Non, la drogue, ce ne sont pas que des vitamines et des minéraux bons pour la santé, comme certains le croient. Mais quel danger constituent plus spécifiquement ces nouveaux produits de synthèse (NPS)? Pour le savoir, direction l’hôpital Marmottan, qui abrite le plus grand centre d’accueil et de soin pour toxicomanes. Ici, depuis quelques années, on reçoit des patients souffrant des effets de ces nouveaux produits. “Mais on n’a pour ainsi dire pas d’hétéros”, explique Muriel Mehdaoui, sexothérapeute. “Les gens vraiment en souffrance sont des homosexuels qui pratiquent le ‘chemsex’. Cela consiste à user de produits en ‘slam’, c’est-à-dire en injection, qui désinhibent le corps et l’esprit de façon à permettre des pratiques sexuelles extrêmes, comme le fist fucking, à plusieurs et pendant des heures.” Au bout d’un certain temps, ces slammeurs ne parviennent plus à avoir de sexualité sans drogue.

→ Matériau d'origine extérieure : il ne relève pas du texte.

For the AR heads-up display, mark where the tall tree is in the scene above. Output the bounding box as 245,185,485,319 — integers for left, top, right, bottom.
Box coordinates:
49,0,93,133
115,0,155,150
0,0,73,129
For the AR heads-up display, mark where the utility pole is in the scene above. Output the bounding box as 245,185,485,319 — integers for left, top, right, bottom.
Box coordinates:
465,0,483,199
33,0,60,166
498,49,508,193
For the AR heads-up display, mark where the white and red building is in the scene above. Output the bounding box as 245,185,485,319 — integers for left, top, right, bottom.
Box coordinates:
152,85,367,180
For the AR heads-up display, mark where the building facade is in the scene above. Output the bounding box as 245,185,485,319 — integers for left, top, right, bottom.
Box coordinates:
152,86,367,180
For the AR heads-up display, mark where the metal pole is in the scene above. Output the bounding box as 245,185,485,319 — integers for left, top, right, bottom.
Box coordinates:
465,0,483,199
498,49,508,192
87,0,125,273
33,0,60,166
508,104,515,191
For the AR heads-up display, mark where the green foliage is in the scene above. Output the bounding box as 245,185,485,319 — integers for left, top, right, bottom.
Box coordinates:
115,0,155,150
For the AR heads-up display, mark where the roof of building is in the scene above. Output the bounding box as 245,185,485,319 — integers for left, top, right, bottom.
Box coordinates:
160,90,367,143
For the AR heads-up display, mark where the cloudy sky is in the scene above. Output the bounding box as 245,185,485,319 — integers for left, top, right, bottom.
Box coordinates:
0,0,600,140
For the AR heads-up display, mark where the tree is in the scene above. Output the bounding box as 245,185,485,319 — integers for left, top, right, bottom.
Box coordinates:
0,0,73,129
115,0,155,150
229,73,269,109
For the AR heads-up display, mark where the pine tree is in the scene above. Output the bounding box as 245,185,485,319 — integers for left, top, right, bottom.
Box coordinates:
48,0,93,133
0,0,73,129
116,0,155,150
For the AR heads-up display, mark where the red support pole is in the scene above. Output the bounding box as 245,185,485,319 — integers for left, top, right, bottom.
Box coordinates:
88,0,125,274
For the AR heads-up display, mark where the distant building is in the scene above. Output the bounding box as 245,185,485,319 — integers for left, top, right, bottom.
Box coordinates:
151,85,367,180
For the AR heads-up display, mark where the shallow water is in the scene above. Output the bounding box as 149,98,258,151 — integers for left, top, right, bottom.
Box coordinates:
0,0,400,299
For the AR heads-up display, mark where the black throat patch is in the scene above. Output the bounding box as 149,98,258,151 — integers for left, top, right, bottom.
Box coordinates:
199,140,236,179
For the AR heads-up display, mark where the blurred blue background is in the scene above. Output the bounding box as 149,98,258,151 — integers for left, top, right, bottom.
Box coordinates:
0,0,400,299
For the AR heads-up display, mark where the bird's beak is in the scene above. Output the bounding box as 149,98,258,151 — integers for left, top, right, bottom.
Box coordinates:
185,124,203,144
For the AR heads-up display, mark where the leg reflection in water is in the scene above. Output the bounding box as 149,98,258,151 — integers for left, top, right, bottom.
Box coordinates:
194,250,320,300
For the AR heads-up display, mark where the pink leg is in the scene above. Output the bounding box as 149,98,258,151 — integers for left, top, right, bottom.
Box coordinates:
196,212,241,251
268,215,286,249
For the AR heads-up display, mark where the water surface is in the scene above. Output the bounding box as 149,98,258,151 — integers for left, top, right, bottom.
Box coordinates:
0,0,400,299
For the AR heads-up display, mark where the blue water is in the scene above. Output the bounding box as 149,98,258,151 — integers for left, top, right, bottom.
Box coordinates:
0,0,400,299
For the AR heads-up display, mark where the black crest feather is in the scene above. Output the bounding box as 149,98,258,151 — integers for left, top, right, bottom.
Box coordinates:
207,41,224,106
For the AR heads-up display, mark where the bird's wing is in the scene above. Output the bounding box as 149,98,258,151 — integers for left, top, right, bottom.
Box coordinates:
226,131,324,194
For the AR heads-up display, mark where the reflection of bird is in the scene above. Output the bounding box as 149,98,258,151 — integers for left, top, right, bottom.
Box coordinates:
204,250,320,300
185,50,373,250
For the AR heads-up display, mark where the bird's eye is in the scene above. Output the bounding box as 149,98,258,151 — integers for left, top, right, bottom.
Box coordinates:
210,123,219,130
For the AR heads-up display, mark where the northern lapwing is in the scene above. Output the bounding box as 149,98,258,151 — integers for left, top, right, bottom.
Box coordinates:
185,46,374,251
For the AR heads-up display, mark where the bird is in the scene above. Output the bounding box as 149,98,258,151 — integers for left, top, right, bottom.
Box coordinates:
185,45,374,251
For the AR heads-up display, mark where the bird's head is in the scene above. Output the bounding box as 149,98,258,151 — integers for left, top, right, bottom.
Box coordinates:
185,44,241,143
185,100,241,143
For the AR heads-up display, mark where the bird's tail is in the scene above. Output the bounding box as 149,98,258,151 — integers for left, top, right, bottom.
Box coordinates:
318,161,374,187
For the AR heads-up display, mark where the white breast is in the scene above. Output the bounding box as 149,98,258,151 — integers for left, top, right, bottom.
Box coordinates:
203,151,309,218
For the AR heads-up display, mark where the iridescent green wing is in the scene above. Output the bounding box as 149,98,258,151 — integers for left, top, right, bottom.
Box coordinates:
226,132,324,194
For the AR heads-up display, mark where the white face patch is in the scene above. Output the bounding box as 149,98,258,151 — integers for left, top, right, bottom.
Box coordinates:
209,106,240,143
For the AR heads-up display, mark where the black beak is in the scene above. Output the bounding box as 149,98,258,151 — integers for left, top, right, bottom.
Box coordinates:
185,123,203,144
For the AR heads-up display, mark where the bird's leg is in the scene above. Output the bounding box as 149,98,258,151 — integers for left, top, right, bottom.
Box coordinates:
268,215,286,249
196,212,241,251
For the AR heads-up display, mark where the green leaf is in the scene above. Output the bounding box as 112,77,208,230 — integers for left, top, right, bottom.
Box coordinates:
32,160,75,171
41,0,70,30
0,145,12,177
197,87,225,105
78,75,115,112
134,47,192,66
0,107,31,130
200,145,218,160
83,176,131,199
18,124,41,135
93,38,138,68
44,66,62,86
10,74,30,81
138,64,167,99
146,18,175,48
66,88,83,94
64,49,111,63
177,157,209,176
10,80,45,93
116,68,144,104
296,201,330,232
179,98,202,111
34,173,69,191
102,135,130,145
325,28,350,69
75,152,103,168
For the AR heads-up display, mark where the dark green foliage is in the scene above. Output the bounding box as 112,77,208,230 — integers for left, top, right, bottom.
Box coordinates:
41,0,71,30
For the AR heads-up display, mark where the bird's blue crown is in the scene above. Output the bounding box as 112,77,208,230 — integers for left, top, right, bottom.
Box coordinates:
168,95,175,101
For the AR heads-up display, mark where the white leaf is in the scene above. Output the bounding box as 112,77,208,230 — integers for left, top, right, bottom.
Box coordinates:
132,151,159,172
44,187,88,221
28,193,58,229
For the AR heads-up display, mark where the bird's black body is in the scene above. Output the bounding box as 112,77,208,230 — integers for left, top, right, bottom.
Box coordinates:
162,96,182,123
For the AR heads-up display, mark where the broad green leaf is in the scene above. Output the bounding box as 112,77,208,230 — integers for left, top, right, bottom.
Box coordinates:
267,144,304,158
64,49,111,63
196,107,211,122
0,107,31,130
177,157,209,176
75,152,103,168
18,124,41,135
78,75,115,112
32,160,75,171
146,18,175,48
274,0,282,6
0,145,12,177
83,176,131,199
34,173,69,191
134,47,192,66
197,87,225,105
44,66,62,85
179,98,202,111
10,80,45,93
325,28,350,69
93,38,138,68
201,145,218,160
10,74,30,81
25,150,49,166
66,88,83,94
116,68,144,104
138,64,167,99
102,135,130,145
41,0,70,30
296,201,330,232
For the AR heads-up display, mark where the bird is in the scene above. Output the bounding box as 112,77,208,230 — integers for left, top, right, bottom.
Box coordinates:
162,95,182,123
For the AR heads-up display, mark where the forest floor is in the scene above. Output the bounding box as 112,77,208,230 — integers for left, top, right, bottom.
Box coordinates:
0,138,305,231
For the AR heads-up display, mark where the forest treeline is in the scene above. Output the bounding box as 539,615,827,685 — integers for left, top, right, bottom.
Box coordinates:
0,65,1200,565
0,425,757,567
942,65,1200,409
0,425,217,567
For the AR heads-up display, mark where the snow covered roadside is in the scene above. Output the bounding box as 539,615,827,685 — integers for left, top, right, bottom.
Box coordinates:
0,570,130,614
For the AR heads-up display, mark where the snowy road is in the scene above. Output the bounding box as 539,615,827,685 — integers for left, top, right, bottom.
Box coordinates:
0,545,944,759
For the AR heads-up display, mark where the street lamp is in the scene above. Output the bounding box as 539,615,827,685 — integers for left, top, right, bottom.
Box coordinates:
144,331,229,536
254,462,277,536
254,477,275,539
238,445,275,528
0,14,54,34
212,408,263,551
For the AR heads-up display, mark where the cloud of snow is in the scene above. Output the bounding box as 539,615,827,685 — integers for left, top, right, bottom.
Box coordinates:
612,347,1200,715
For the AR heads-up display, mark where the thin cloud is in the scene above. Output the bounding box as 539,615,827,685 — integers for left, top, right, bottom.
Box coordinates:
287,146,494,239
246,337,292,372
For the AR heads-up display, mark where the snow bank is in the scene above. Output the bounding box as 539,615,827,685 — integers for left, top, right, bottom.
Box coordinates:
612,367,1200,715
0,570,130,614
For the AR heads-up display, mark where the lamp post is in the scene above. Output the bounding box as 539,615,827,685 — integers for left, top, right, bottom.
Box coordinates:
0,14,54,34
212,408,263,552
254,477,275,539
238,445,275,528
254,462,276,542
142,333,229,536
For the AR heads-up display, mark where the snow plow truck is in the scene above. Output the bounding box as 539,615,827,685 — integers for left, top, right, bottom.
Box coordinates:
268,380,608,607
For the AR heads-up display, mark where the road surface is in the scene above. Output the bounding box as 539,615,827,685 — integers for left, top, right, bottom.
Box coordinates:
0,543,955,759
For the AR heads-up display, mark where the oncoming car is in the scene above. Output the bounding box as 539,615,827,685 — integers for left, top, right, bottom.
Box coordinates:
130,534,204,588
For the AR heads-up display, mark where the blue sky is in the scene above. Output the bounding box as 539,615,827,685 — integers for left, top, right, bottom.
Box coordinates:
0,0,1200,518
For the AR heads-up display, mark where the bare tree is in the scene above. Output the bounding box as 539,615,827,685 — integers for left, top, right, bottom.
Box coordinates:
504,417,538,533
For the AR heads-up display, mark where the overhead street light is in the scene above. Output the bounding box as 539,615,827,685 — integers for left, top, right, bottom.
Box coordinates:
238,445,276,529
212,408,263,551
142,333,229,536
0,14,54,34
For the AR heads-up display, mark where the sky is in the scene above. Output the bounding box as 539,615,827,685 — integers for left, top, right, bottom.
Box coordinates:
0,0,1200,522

De plus, ils s’exposent à la transmission d’IST et d’hépatites par l’usage de seringues. “Du côté des hétéros, il y a toujours un risque en cas d’usage excessif, notamment d’accident cardio-vasculaire, mais c’est très rare”, complète la psychiatre Muriel Grégoire.

Les autres accidents qui défrayent régulièrement la chronique, notamment lorsqu’on parle de “drogue du zombie” (la MDPV pour les experts), sont liés à une méconnaissance des effets de certains produits hallucinogènes puissants. “Les consommateurs avertis bénéficient d’une autorégulation par internet”, poursuit Muriel Grégoire, “ils se renseignent, échangent leur expérience, ce qui ne va pas être le cas de quelqu’un qui achète des NPS à un revendeur en croyant que c’est un produit classique. Et parfois, même les plus experts vont rencontrer d’autres difficultés : un site va leur livrer une molécule différente de celle qu’ils ont commandée précédemment, sous une même appellation. Ils peuvent alors être désagréablement surpris par ses effets.” D’une façon générale, les NPS ont des taux de toxicité et des effets plus puissants que leurs homologues traditionnels. Prudence donc.